Training LinkAsTorchModel-wrapped Chainer model using PyTorch + Ignite?
msakai opened this issue · comments
Migration scenario https://chainer.github.io/migration-guide/#h.y7ovx8en8cp7 says:
It might be easier to port in this order:
- Training script (optimizer / updater / evaluator / ...)
- In order to use PyTorch optimizer to train a Chainer model, you will need cpm.LinkAsTorchModel.
- Dataset / preprocessing
- Dataset is in general compatible between Chainer and PyTorch. This part can be delayed but also should be easy to do.
- Model
- See the mapping of functions/modules below in this document.
But, in 1, cpm.LinkAsTorchModel
does not override Module.forward
, so that wrapped module cannot be trained using PyTorch + Ignite directly (i.e. If it is given to ignite.engine.create_supervised_evaluator
and Engine.run
is invoked, then NotImplementedError
is raised).
Is there a supposed way to train wrapped Chainer model using PyTorch (+ Ignite) in phase 1?

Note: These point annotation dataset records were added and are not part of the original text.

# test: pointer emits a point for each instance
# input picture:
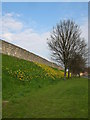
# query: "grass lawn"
(41, 93)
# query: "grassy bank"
(31, 90)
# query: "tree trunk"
(79, 74)
(68, 73)
(65, 73)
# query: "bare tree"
(64, 42)
(77, 64)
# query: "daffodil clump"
(51, 72)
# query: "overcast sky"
(28, 25)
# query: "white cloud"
(9, 23)
(26, 38)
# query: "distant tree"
(64, 42)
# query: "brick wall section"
(13, 50)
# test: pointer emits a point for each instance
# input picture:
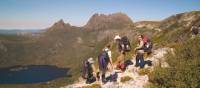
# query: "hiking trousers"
(140, 60)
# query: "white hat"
(117, 37)
(90, 60)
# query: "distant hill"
(64, 45)
(147, 24)
(17, 31)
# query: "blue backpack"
(103, 60)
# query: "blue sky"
(34, 14)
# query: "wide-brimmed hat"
(117, 37)
(90, 60)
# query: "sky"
(40, 14)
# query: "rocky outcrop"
(136, 81)
(147, 24)
(60, 25)
(101, 21)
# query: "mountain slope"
(111, 21)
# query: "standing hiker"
(195, 30)
(123, 47)
(89, 71)
(105, 62)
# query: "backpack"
(126, 43)
(195, 30)
(86, 69)
(112, 77)
(148, 45)
(103, 60)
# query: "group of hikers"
(105, 61)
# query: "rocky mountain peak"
(60, 25)
(102, 21)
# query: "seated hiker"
(112, 77)
(89, 71)
(123, 47)
(105, 60)
(124, 65)
(195, 31)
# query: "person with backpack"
(105, 62)
(195, 31)
(148, 45)
(89, 71)
(144, 45)
(123, 44)
(123, 47)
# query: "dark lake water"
(31, 74)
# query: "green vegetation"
(144, 71)
(184, 68)
(93, 86)
(125, 79)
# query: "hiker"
(123, 44)
(140, 52)
(195, 31)
(123, 47)
(105, 62)
(89, 71)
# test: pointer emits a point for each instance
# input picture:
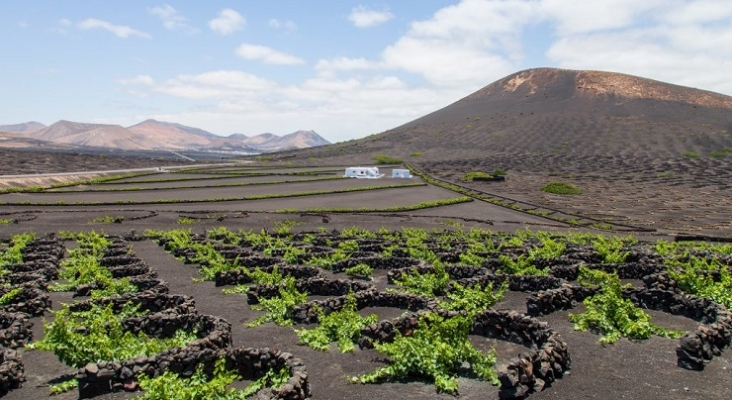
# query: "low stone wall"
(546, 359)
(138, 268)
(113, 261)
(143, 282)
(627, 270)
(251, 363)
(44, 268)
(15, 330)
(102, 377)
(516, 283)
(564, 297)
(12, 371)
(148, 301)
(695, 349)
(311, 286)
(388, 263)
(239, 277)
(306, 313)
(30, 300)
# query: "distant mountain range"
(149, 135)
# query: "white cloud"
(172, 19)
(465, 45)
(362, 17)
(456, 51)
(227, 22)
(145, 80)
(701, 11)
(267, 55)
(666, 54)
(118, 30)
(216, 85)
(582, 16)
(286, 25)
(62, 26)
(333, 65)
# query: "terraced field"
(239, 261)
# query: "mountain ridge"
(545, 111)
(154, 135)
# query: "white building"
(363, 173)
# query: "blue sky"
(343, 68)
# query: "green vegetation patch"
(383, 159)
(201, 386)
(478, 176)
(612, 315)
(562, 188)
(342, 327)
(437, 350)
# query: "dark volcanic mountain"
(149, 135)
(644, 153)
(542, 111)
(26, 127)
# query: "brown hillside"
(644, 153)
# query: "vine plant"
(612, 315)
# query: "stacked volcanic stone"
(516, 283)
(546, 360)
(147, 301)
(12, 371)
(30, 300)
(103, 377)
(120, 261)
(239, 277)
(564, 297)
(312, 286)
(387, 263)
(253, 363)
(15, 330)
(308, 312)
(40, 263)
(698, 347)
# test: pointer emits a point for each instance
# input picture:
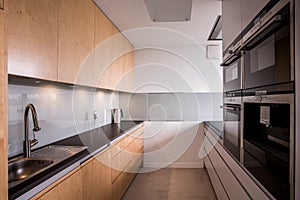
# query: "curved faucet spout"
(27, 142)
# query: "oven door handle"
(232, 108)
(233, 57)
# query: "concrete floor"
(171, 184)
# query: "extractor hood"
(169, 10)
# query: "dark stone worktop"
(94, 140)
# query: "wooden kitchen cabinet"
(76, 42)
(229, 179)
(68, 187)
(103, 50)
(127, 158)
(96, 173)
(123, 61)
(232, 21)
(250, 9)
(32, 37)
(3, 113)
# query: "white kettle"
(116, 115)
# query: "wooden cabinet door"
(32, 36)
(250, 9)
(76, 42)
(97, 177)
(232, 22)
(103, 50)
(122, 62)
(3, 114)
(69, 187)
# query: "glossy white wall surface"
(176, 69)
(61, 112)
(297, 73)
(172, 144)
(172, 106)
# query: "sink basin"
(24, 167)
(20, 169)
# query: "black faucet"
(27, 142)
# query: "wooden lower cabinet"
(127, 158)
(96, 177)
(68, 187)
(123, 181)
(105, 176)
(229, 179)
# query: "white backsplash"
(61, 112)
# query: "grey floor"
(171, 184)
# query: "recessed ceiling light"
(216, 32)
(169, 10)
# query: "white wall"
(172, 144)
(61, 112)
(297, 73)
(172, 106)
(176, 69)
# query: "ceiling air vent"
(169, 10)
(216, 32)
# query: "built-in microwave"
(268, 142)
(267, 59)
(232, 69)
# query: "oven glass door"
(266, 145)
(232, 76)
(231, 137)
(269, 62)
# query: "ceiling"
(132, 14)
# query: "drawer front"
(245, 180)
(218, 187)
(128, 139)
(230, 183)
(123, 181)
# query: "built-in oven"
(268, 142)
(232, 123)
(267, 48)
(232, 69)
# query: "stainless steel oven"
(268, 142)
(267, 48)
(232, 69)
(232, 124)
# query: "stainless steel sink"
(24, 167)
(20, 169)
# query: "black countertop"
(94, 140)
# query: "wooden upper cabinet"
(122, 63)
(3, 114)
(103, 50)
(250, 9)
(32, 36)
(232, 22)
(76, 42)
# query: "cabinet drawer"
(214, 179)
(245, 180)
(124, 142)
(231, 185)
(123, 181)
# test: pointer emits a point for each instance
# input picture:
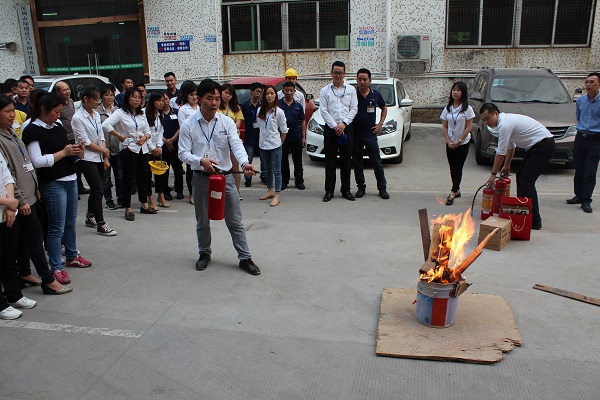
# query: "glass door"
(110, 49)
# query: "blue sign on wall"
(171, 47)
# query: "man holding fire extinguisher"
(205, 140)
(516, 130)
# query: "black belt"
(211, 173)
(589, 135)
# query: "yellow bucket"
(158, 167)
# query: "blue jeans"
(60, 198)
(272, 160)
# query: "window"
(285, 26)
(515, 23)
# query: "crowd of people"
(46, 145)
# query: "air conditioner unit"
(413, 47)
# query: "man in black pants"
(338, 106)
(516, 130)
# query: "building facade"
(434, 41)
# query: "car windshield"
(528, 89)
(42, 85)
(386, 90)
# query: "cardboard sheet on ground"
(484, 330)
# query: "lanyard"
(337, 95)
(208, 139)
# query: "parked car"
(535, 92)
(76, 82)
(395, 130)
(242, 89)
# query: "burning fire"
(450, 234)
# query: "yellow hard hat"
(290, 72)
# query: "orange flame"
(454, 231)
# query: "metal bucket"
(436, 303)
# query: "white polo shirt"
(516, 130)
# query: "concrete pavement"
(142, 323)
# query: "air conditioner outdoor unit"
(413, 47)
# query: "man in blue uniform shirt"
(295, 139)
(365, 134)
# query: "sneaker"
(24, 302)
(78, 262)
(90, 222)
(10, 313)
(62, 276)
(105, 230)
(111, 205)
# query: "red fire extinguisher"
(501, 188)
(216, 196)
(487, 199)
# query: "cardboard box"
(501, 238)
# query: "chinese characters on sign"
(366, 36)
(171, 47)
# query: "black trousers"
(332, 147)
(456, 161)
(172, 158)
(134, 167)
(31, 246)
(9, 268)
(296, 149)
(93, 173)
(532, 166)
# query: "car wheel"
(479, 158)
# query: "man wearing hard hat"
(291, 75)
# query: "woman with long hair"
(273, 128)
(457, 121)
(230, 107)
(54, 159)
(156, 122)
(188, 100)
(106, 108)
(87, 128)
(129, 125)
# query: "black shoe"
(249, 266)
(202, 262)
(574, 200)
(348, 196)
(111, 205)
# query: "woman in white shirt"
(155, 120)
(87, 128)
(189, 105)
(130, 126)
(273, 128)
(457, 121)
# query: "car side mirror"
(476, 96)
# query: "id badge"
(28, 167)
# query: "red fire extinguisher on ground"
(501, 188)
(216, 196)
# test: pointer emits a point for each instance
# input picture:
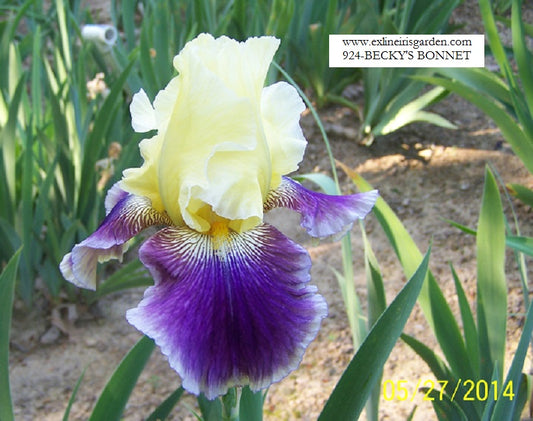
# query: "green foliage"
(506, 97)
(478, 354)
(355, 385)
(54, 139)
(7, 289)
(117, 391)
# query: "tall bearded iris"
(231, 304)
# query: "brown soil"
(424, 172)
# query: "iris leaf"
(163, 410)
(7, 292)
(251, 405)
(491, 283)
(349, 396)
(118, 389)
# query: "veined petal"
(229, 309)
(322, 215)
(129, 216)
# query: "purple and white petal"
(129, 215)
(231, 310)
(322, 214)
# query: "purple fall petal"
(322, 215)
(228, 311)
(129, 215)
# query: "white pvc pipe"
(105, 35)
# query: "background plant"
(392, 99)
(479, 353)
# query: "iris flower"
(231, 302)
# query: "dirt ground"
(424, 172)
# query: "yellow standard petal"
(223, 141)
(215, 152)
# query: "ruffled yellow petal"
(215, 150)
(281, 107)
(223, 141)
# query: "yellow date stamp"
(462, 389)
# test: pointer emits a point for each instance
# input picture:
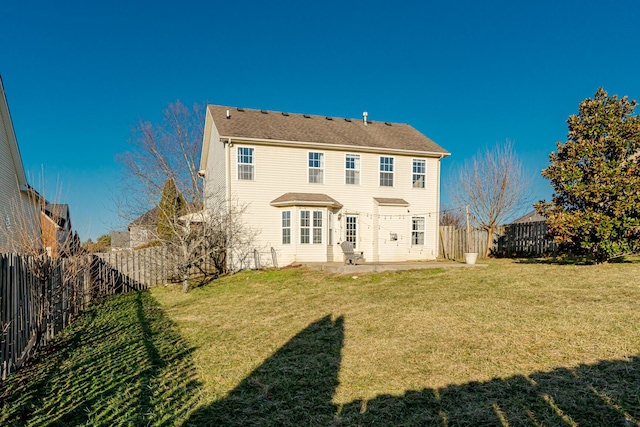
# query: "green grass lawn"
(515, 343)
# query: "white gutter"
(342, 147)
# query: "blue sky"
(78, 75)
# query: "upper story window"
(417, 230)
(316, 167)
(352, 169)
(386, 171)
(245, 163)
(286, 227)
(419, 173)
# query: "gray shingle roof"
(272, 125)
(532, 216)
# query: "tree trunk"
(490, 232)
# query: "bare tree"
(494, 185)
(161, 174)
(158, 152)
(452, 217)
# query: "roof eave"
(328, 146)
(289, 203)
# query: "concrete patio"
(371, 267)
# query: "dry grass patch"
(426, 331)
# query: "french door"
(351, 229)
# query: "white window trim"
(393, 171)
(358, 169)
(282, 228)
(322, 166)
(423, 231)
(253, 163)
(311, 227)
(424, 174)
(357, 229)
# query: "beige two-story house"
(19, 212)
(309, 182)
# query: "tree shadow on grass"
(122, 363)
(575, 260)
(295, 387)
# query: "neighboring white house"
(19, 215)
(310, 182)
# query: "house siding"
(216, 168)
(278, 170)
(16, 211)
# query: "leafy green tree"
(170, 209)
(595, 209)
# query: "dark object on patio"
(350, 255)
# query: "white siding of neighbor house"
(15, 208)
(279, 170)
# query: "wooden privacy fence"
(525, 239)
(148, 266)
(528, 239)
(453, 242)
(41, 296)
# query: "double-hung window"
(419, 173)
(316, 167)
(286, 227)
(245, 163)
(311, 227)
(317, 227)
(352, 169)
(417, 230)
(386, 171)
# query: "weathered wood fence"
(529, 239)
(148, 266)
(453, 242)
(41, 296)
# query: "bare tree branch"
(494, 185)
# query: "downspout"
(438, 207)
(229, 255)
(228, 162)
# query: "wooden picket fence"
(148, 266)
(453, 242)
(39, 297)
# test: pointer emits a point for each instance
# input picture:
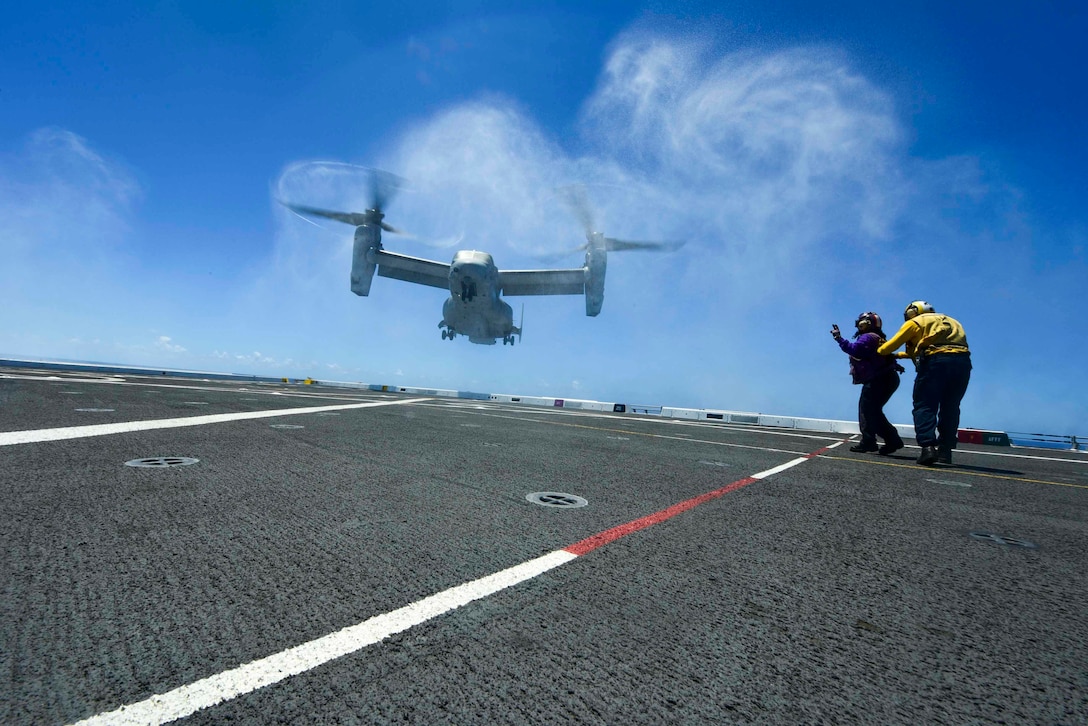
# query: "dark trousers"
(940, 384)
(870, 417)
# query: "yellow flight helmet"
(917, 307)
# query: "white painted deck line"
(246, 678)
(38, 435)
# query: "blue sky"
(820, 160)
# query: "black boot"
(928, 456)
(891, 446)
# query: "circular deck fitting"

Can you provide a minimal example to reproduce this? thanks!
I originally was trying to port https://github.com/pfnet-research/chainer-formulanet/, but I made smaller example here https://gist.github.com/msakai/eb3cdeb3d39fa8393397bc562210edd7.
$ python train_mnist_pytorch.py
Device: @numpy
# unit: 1000
# Minibatch-size: 100
# epoch: 20
Traceback (most recent call last):
File "train_mnist_pytorch.py", line 179, in <module>
main()
File "train_mnist_pytorch.py", line 175, in main
trainer.run(train_loader, max_epochs=args.epoch)
File "/home/sakai/.pyenv/versions/anaconda3-2019.07/lib/python3.7/site-packages/ignite/engine/engine.py", line 446, in run
self._handle_exception(e)
File "/home/sakai/.pyenv/versions/anaconda3-2019.07/lib/python3.7/site-packages/ignite/engine/engine.py", line 410, in _handle_exception
raise e
File "/home/sakai/.pyenv/versions/anaconda3-2019.07/lib/python3.7/site-packages/ignite/engine/engine.py", line 433, in run
hours, mins, secs = self._run_once_on_dataset()
File "/home/sakai/.pyenv/versions/anaconda3-2019.07/lib/python3.7/site-packages/ignite/engine/engine.py", line 399, in _run_once_on_dataset
self._handle_exception(e)
File "/home/sakai/.pyenv/versions/anaconda3-2019.07/lib/python3.7/site-packages/ignite/engine/engine.py", line 410, in _handle_exception
raise e
File "/home/sakai/.pyenv/versions/anaconda3-2019.07/lib/python3.7/site-packages/ignite/engine/engine.py", line 391, in _run_once_on_dataset
self.state.output = self._process_function(self, batch)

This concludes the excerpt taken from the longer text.